AWS-specific CCF and networking modules moved to provider-scoped packages. Modules that are inherently AWS-specific (Networking, Serverless, Storage, Accelerators) have been moved under modules/aws/ and modules/ccf/aws/. The shared modules/ root is now reserved for provider-neutral modules.

Bedrock / EcoLogits improvements

The BedrockEcoLogits module — which estimates energy and emissions for Amazon Bedrock LLM inference calls — received two notable fixes:

Output-tokens-only billing. Bedrock charges for output tokens only (not input tokens). The module now correctly applies inference energy calculations to output token counts alone, matching the EcoLogits methodology more accurately.
Improved model mapping. The mapping between the values found in the reports and the Ecologits models has been decoupled, which will facilitate use with other formats. The models data are generated automatically from the Ecologits API.

Streamlit dashboard

A new reporting/dashboard.py provides an interactive Streamlit dashboard for exploring SPRUCE output.

Plotly charts for interactive visualisation of emissions by service, region, and time period
Metric cards showing total emissions, energy consumption, and cost alongside environmental figures
Custom CSS theming consistent with SPRUCE’s visual identity
Filters for billing period, service, and region
Improved table rendering for detailed drill-down

SPRUCE dashboard overview

The dashboard is documented in the dashboard how-to.

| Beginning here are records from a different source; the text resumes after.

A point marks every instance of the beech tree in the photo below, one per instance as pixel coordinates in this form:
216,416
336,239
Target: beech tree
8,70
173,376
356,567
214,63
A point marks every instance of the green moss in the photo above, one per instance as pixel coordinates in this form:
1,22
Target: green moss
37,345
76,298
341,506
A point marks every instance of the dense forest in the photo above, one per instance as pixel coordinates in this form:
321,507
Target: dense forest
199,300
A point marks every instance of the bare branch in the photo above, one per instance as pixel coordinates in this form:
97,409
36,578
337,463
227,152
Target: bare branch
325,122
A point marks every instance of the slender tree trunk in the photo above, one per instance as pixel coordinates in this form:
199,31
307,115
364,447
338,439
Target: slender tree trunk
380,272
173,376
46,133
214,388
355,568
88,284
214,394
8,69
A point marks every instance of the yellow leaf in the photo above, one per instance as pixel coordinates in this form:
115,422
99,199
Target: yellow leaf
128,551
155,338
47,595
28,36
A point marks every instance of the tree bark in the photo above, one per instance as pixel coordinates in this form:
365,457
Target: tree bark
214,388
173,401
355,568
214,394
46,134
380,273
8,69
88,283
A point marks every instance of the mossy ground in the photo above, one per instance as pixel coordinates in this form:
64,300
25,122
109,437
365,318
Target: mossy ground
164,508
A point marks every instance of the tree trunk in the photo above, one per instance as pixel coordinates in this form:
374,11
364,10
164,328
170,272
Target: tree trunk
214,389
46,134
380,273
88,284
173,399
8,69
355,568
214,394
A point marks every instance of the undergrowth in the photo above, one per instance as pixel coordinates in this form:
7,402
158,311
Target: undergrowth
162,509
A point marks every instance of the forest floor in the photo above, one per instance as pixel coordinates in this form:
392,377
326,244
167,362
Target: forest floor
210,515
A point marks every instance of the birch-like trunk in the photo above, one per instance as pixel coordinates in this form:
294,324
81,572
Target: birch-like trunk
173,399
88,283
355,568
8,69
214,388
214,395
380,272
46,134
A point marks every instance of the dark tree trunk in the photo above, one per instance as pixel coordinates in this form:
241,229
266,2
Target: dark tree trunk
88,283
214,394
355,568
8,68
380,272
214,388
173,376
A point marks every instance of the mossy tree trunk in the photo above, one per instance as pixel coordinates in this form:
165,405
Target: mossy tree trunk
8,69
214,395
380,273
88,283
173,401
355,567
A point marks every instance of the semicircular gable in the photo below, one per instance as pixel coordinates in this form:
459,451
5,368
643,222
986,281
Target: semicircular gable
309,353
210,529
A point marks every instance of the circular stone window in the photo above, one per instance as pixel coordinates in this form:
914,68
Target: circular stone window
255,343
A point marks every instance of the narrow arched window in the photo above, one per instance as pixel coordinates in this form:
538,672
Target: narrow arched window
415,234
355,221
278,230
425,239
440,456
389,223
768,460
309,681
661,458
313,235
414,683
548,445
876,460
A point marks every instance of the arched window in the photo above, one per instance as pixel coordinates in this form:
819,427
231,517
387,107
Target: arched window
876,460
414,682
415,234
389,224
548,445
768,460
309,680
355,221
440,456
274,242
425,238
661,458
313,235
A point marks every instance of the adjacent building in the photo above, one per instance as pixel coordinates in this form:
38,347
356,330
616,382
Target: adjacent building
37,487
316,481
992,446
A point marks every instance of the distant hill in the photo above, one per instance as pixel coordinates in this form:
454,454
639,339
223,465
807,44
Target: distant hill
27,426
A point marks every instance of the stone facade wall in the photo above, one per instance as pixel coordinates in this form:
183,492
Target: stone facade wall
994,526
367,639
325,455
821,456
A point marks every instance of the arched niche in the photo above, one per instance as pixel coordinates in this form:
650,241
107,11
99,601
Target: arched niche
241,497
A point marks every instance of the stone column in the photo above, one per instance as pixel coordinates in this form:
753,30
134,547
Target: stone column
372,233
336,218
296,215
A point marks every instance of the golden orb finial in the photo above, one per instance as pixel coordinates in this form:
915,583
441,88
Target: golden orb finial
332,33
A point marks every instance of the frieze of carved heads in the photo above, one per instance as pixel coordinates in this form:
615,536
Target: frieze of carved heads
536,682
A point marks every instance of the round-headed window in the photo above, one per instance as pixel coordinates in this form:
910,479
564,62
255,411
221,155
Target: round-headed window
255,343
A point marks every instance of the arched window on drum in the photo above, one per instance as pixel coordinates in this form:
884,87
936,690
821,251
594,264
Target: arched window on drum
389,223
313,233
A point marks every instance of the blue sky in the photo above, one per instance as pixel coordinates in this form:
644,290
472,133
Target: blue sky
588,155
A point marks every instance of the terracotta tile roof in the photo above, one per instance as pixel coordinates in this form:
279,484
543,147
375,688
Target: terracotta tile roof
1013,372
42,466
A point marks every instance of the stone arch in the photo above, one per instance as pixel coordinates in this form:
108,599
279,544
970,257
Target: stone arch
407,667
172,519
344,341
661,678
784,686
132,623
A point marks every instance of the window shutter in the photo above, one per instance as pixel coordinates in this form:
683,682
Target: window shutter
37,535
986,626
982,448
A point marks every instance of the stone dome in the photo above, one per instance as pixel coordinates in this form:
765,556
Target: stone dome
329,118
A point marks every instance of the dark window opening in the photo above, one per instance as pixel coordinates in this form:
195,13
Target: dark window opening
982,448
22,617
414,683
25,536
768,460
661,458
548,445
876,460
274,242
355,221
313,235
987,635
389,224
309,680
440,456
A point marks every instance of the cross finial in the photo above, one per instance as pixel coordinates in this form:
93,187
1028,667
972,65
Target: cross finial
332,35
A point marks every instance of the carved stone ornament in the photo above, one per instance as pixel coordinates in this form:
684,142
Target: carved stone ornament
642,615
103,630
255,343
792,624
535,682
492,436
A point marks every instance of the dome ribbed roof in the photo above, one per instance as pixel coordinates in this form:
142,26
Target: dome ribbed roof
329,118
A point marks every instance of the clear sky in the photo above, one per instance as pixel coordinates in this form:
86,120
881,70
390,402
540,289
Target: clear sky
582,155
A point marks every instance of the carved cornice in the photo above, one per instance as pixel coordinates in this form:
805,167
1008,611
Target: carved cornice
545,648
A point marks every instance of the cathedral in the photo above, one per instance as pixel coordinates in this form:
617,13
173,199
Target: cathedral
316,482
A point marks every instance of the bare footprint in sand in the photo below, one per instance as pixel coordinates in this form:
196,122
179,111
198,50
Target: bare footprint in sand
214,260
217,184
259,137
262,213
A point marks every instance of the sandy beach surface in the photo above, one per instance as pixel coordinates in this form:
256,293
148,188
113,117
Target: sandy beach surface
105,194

It complements the static reports generated by the script reporting/report.py.

Maven artefacts published to GitHub Packages

SPRUCE JARs are now automatically published to GitHub Packages on each release. This means you can depend on SPRUCE as a Maven/Gradle library directly, or download the fat JAR from the release assets, without building from source. This allows other projects to build on / extend SPRUCE more easily.

CUR sanitizer script

A new cur_sanitize.py script strips or redacts sensitive columns from CUR files (account IDs, tags, cost categories, resource IDs) before sharing them for debugging or support. This makes it easier to provide reproducible test data without exposing sensitive information.

Simplified Docker usage

The SPRUCE Docker image now declares an ENTRYPOINT, removing the need to specify the fully-qualified class name and other configuration on the command line.

The docker run invocation is simpler:

docker run ghcr.io/digitalpebble/spruce:1.0 -i <inputCUR> -o <enrichedCUR>

but can still be overridden if necessary.

Bug fixes

Spark 4.x compatibility. A ClassCastException when reading MapType product columns on Spark 4.x has been fixed.
BoaviztAPI energy source. The module now reads the final energy figure directly from the API response instead of recalculating it locally, avoiding discrepancies with the upstream methodology.
Water module. Water consumption data (wcf.csv, water-stress.csv) is now independent of ElectricityMaps region codes, using SPRUCE’s own mapping from Cloud Infrastructure Map (see above). This yields more accurate results.

Getting started

See the documentation site to get started. You are only a few minutes away from understanding the environmental impact of your cloud usage better.